State Department officials told Israeli news site Ynet that the United States supports the right of worshipers to pray with a separation between men and women in a public space, as well as the right of protesters to gather for non-violent protests as long as both do not violate local law.

"The United States supports the right to freedom of assembly," an official statement said. "Non-violent demonstrations are a central part of any democratic society and we call on all parties to maintain order and avoid violence."

The statement added that the administration is concerned by the violence and the actions and statements of Israeli officials which the US government believes inflames tensions even further.

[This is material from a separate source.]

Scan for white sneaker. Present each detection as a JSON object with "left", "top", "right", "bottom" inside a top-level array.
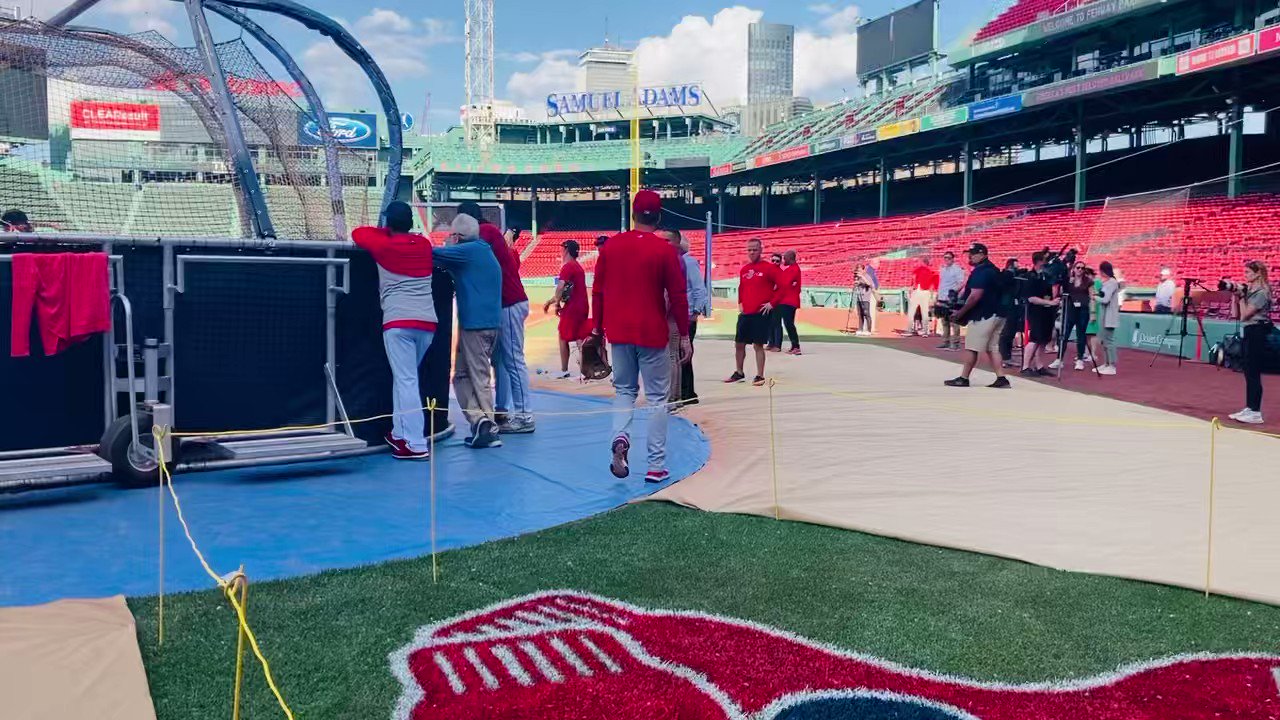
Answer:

The statement comes a day after the Biden Administration announced the addition of Israel to the US Visa Waiver Program.

US Secretary of State Antony Blinken and US Secretary of Homeland Security Alejandro Mayorkas presented the certificate of approval.

It is estimated that implementation of the process will take a few weeks, and that during November, Israelis will already be able to enter the US without needing to present a visa, as they have been required to do until now.

Registration for the US Border Control's ESTA system, which provides the visa exemption, includes a questionnaire (in English) in which the traveler is asked various questions. The exemption received is then valid for a period of two years.

Left-wing protestors violently disrupted the Yom Kippur prayers after the prayer service organizers attempted to circumvent a ban by the Tel Aviv municipality on the erection of a mehitza, a partition between men and women, at the site. Prayer services using a mehitza have been approved for Yom Kippur services at Dizengoff Square in previous years. This year, the municipality imposed a new condition that effectively banned Orthodox prayers at the site.

It is unusual for the US government to comment on an internal matter of another country such as the clashes at the prayer service.